Chuck Linebaugh, Director of Information Systems, Chicago's O' Hagan, Smith & Amundsen
By Regan Morris
In the digital age, law firms are generally not viewed as cutting edge. ''IT Guy'' Chuck Linebaugh tells LawCrossing why the legal field is coming out of the digital dark ages and why his law firm is ahead of the game when it comes to technology.
Chuck Linebaugh is the "IT Guy" inside his firm and for the countless readers of his monthly "Ask the IT Guy" column on findlaw.com. He says law firms have a bad reputation for being behind the digital times, but that a "revolution" has shaken up the industry over the last five years.
Linebaugh says law firms can be an ideal setting for cutting edge technology if the senior partners are supportive. Law firms generally have good budgets for technology, he says, but too often the money is squandered on outside consultants with vague ideas of which technological direction the firm should take.
Linebaugh believes there is an old world culture within some law firms. For example, he says attorneys in some firms spend hours in dusty libraries searching for precedents when the same information could be found online in digital form - in a fraction of the time.

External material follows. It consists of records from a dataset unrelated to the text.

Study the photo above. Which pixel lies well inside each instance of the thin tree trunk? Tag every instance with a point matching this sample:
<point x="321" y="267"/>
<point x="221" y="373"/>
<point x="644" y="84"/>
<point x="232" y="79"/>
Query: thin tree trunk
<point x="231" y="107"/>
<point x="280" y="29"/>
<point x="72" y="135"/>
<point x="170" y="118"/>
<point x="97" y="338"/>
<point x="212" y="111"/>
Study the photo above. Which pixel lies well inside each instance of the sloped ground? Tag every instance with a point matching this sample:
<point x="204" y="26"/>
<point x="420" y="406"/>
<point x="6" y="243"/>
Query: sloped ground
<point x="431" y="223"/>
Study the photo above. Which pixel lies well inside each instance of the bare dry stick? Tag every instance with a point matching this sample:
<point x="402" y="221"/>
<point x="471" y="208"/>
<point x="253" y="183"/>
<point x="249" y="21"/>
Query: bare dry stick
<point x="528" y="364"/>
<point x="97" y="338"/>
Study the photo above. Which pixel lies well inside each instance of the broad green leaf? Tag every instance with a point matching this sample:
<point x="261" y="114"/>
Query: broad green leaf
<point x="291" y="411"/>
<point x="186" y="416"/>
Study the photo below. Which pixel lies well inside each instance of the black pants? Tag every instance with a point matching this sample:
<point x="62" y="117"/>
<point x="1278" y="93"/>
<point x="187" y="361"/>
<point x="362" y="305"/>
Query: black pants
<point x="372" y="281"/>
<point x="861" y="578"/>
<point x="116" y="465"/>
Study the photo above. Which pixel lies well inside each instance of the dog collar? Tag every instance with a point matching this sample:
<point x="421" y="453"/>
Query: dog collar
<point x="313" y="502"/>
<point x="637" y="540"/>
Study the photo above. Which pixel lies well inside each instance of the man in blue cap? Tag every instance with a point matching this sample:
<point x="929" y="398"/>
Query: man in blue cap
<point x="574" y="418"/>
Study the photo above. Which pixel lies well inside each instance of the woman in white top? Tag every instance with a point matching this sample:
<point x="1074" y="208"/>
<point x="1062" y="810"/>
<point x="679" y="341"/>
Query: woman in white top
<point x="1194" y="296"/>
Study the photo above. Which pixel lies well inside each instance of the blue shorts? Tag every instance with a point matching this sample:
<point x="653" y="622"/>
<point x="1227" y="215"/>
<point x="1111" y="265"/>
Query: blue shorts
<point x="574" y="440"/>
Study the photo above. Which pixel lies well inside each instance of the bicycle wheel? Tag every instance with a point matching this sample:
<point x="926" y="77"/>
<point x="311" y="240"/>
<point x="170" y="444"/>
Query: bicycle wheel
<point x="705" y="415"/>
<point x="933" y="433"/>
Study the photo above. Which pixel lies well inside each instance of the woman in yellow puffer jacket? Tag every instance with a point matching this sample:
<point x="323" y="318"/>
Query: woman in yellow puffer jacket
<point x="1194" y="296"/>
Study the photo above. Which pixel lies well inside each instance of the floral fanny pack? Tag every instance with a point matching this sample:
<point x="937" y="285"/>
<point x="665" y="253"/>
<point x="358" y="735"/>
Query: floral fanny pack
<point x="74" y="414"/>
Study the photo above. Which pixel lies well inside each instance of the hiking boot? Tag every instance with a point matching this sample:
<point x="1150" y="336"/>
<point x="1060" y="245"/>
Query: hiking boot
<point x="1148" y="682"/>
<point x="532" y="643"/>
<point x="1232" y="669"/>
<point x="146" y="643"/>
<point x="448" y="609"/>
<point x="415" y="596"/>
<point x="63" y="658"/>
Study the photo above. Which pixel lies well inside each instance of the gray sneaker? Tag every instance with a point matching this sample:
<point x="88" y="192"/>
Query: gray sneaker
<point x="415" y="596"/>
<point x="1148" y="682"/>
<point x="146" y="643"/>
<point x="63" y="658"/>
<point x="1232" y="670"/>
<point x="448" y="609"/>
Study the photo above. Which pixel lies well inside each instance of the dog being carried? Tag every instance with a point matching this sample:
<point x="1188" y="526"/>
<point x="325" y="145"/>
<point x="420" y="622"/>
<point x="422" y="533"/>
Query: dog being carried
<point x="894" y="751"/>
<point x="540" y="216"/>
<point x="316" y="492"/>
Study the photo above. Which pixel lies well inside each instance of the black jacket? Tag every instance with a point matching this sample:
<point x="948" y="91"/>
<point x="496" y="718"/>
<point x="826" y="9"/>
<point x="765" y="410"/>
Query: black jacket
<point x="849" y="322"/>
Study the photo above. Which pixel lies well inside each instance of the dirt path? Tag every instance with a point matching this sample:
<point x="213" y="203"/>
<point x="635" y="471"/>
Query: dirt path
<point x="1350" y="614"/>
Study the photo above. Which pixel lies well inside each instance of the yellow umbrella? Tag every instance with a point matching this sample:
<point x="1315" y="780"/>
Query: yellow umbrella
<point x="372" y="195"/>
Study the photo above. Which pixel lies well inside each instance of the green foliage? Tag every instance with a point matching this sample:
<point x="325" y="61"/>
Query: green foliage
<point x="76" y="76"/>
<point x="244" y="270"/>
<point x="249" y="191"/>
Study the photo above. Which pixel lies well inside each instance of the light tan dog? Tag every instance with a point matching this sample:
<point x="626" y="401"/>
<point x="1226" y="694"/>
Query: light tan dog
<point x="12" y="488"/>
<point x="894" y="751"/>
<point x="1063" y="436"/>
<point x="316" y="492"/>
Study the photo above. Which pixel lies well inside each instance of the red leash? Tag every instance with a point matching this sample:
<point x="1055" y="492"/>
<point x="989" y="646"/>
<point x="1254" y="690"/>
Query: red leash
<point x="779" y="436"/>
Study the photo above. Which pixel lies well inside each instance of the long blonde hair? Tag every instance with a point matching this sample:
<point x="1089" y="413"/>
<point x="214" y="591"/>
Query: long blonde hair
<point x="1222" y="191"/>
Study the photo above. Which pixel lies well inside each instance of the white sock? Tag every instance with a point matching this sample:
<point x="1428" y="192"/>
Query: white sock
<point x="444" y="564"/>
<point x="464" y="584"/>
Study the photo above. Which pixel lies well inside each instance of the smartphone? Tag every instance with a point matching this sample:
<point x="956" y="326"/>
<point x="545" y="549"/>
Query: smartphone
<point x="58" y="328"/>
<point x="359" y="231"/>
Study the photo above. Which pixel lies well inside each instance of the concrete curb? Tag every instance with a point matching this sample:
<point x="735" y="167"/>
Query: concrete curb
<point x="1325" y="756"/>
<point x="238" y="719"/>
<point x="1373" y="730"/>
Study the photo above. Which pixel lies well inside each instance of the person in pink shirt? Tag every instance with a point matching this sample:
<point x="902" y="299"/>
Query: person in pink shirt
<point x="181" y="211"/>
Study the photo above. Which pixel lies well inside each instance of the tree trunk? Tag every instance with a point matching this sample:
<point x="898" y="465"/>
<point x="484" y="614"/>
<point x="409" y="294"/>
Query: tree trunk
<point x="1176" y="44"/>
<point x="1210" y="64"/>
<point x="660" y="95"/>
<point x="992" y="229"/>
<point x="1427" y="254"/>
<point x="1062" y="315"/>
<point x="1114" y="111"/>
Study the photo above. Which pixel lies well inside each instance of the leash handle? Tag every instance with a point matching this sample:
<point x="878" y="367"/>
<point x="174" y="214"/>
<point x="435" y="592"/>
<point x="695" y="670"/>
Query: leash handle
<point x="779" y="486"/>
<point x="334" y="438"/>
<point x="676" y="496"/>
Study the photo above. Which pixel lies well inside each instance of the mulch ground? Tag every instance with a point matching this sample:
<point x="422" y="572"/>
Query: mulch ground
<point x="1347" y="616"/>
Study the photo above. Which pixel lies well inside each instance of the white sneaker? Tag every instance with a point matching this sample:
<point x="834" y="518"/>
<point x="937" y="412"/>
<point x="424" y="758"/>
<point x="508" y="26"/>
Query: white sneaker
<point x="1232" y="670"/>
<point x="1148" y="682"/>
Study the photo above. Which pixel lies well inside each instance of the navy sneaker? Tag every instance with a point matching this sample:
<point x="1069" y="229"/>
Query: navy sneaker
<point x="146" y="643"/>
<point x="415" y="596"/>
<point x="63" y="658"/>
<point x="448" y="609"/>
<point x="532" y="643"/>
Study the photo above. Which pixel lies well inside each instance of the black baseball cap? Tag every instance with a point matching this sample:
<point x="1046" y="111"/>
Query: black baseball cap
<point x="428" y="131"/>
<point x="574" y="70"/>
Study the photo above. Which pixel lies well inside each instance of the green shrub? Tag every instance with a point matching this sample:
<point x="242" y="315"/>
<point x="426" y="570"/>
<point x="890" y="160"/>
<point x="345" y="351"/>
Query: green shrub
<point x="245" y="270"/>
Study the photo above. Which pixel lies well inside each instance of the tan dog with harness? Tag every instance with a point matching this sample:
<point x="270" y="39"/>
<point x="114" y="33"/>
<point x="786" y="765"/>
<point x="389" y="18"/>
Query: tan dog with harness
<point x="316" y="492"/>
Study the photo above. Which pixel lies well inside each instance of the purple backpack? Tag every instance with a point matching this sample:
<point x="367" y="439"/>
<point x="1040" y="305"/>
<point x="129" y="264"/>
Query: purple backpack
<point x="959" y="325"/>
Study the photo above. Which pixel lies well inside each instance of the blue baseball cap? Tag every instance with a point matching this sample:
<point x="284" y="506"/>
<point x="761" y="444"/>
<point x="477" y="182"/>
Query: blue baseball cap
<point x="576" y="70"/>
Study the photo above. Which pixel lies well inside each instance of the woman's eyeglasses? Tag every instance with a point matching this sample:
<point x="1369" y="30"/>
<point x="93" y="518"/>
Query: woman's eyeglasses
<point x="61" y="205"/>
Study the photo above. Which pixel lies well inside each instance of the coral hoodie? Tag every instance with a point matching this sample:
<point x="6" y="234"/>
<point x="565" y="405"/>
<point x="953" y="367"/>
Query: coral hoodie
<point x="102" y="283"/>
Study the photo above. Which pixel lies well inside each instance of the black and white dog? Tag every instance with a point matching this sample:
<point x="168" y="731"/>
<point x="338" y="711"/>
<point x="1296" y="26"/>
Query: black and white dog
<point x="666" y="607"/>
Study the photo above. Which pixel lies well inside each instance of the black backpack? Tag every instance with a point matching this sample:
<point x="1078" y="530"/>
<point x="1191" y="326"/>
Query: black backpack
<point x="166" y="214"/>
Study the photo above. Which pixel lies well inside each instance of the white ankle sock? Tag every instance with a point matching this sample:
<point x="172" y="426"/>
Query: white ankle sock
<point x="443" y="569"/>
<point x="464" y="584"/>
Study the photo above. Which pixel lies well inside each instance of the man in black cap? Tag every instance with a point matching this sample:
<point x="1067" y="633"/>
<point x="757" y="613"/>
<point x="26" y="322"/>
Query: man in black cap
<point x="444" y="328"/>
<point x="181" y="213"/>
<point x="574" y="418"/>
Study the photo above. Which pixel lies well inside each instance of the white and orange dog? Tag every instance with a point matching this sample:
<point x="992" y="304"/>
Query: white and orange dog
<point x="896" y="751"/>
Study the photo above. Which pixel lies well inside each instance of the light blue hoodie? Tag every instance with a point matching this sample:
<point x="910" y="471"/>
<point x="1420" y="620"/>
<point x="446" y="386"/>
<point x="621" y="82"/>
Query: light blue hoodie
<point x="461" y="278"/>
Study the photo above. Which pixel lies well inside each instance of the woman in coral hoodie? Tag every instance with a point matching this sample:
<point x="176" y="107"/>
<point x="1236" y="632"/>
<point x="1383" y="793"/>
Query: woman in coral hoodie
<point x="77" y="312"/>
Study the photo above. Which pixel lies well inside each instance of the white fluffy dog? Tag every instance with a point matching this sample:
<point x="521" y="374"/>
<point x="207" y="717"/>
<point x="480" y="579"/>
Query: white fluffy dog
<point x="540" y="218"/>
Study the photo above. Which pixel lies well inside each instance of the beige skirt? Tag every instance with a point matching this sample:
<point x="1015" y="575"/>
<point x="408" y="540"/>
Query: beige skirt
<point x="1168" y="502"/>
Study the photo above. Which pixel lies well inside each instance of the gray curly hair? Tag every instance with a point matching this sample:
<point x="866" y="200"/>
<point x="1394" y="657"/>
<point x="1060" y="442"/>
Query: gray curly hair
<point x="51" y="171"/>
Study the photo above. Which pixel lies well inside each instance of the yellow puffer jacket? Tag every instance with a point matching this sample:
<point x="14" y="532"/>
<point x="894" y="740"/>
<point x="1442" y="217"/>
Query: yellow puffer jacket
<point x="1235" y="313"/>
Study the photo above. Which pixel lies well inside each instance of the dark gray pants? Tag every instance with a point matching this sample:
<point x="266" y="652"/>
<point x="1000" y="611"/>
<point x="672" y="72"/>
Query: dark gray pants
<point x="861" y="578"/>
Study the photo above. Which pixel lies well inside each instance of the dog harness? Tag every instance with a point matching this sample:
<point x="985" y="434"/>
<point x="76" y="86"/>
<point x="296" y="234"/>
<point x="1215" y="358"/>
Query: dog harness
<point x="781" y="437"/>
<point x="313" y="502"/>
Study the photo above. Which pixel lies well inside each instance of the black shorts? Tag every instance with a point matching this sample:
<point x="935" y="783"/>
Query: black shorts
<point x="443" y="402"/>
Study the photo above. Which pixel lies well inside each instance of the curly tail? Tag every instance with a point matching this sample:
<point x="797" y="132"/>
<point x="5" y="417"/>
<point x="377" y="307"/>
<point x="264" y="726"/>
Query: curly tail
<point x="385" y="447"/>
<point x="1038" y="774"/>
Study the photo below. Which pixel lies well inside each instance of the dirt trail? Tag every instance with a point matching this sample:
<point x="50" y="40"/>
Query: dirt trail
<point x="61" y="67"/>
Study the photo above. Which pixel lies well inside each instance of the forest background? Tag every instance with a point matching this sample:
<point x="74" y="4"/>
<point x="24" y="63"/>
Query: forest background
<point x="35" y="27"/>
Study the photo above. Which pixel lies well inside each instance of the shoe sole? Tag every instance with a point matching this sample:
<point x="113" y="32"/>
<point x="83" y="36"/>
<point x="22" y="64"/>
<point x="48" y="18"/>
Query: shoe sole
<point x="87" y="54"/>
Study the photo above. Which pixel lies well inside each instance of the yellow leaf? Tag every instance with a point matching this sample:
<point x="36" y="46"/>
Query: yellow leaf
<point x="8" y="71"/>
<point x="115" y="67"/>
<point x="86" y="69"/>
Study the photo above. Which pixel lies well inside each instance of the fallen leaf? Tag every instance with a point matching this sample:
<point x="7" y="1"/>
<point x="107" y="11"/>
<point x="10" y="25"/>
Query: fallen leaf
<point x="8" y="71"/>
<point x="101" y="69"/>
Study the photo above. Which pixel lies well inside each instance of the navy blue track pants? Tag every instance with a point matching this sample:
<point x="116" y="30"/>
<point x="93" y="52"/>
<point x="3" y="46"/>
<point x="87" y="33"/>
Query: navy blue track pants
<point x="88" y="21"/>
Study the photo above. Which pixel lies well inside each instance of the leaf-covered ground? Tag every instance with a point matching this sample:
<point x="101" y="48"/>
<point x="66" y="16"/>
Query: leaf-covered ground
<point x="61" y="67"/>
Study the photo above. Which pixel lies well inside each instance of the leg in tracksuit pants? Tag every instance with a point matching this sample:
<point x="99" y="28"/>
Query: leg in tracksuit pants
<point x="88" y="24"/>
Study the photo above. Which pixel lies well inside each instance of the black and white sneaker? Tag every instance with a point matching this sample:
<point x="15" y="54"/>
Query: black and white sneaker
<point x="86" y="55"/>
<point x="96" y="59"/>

With 260 employees, including 120 attorneys and 12 paralegals in seven offices around Northern Illinois, O' Hagan, Smith & Amundsen has just four IT people. How do four people support so many others? Through education.
Linebaugh didn't want anyone to spend time answering simple questions about faulty keyboards day after day, so when he joined the firm almost six years ago he developed a core competency program that everyone in the firm must pass.
"Within three months, everyone is required to take the core competency exams and pass out of them," he said, adding that the firm withholds bonuses if the employee has not passed the exams. "You have to have top-down buy-in to get anything done. You have to have the people making the decisions and signing the paychecks making sure that the people are complying with the requirements."
If people fail the exams - which include multiple choice questions about installing new printers and other basic computer skills - they can keep taking it until they pass. Linebaugh and his team conduct frequent seminars where employees can sit down with an IT specialist and study computer guides and learn how to handle common computer problems.
He says the effort has paid off.
"It's a lot of time in training, but what we find is then we don't have the simple questions coming in. We don't have a help desk position so we can avoid that expenditure."
Attorneys and legal staff are generally well educated and quick thinking, he says. There's no reason why they can't figure out basic computer skills as well, which is why the firm invests so much time in training the staff in computer skills.
"We've invested in our employees, and technology isn't going away anytime soon," he says. "Why keep people at a certain level; at least we've brought them up."
Linebaugh, 32, says the core competency exams also help inter office relationships because, for example, a secretary will at least know that an attorney will understand how to look up certain computer files and vice versa.
"It raises the level," he says. "We don't get a call every time a secretary moves to hook up a new printer. She knows how to hook it up herself." While his firm does not have a standard Help Desk, Linebaugh himself has become a virtual Help Desk with his online column, which focuses on technology issues at law firms and occasionally other types of businesses.
Readers write to him as "The IT Guy" and he responds to their problems.
"The column forces me to look into things - it keeps me fresh through the questions and the problems that other people are experiencing," he says. "So it's mutually beneficial."
Linebaugh, who studied computer science at Indiana University and did some graduate work at the University of Minnesota, says he tries to create a collegial atmosphere in the firm when it comes to technology. He also worked at the University of Indiana and wanted to maintain the culture of collaboration when he moved to the firm.
"The university is great, because of the collaborative atmosphere, which is what I've tried to do with my staff here," he says. "There's more teamwork; everybody covers for everyone."
And most importantly, knowledge is not kept by department heads, it is shared. "It promotes a lot of idea creation, how problems are solved in a collaborative sense."
He says many of the firm's attorneys are always looking for new technology solutions, so he is never bored.
"It's interesting working with the attorneys - their needs always change," he says. "So it's a great growth area in technology. Law firms now are coming out of the dark and realizing that the law firms that are using technology to cut their client costs are moving ahead of the others."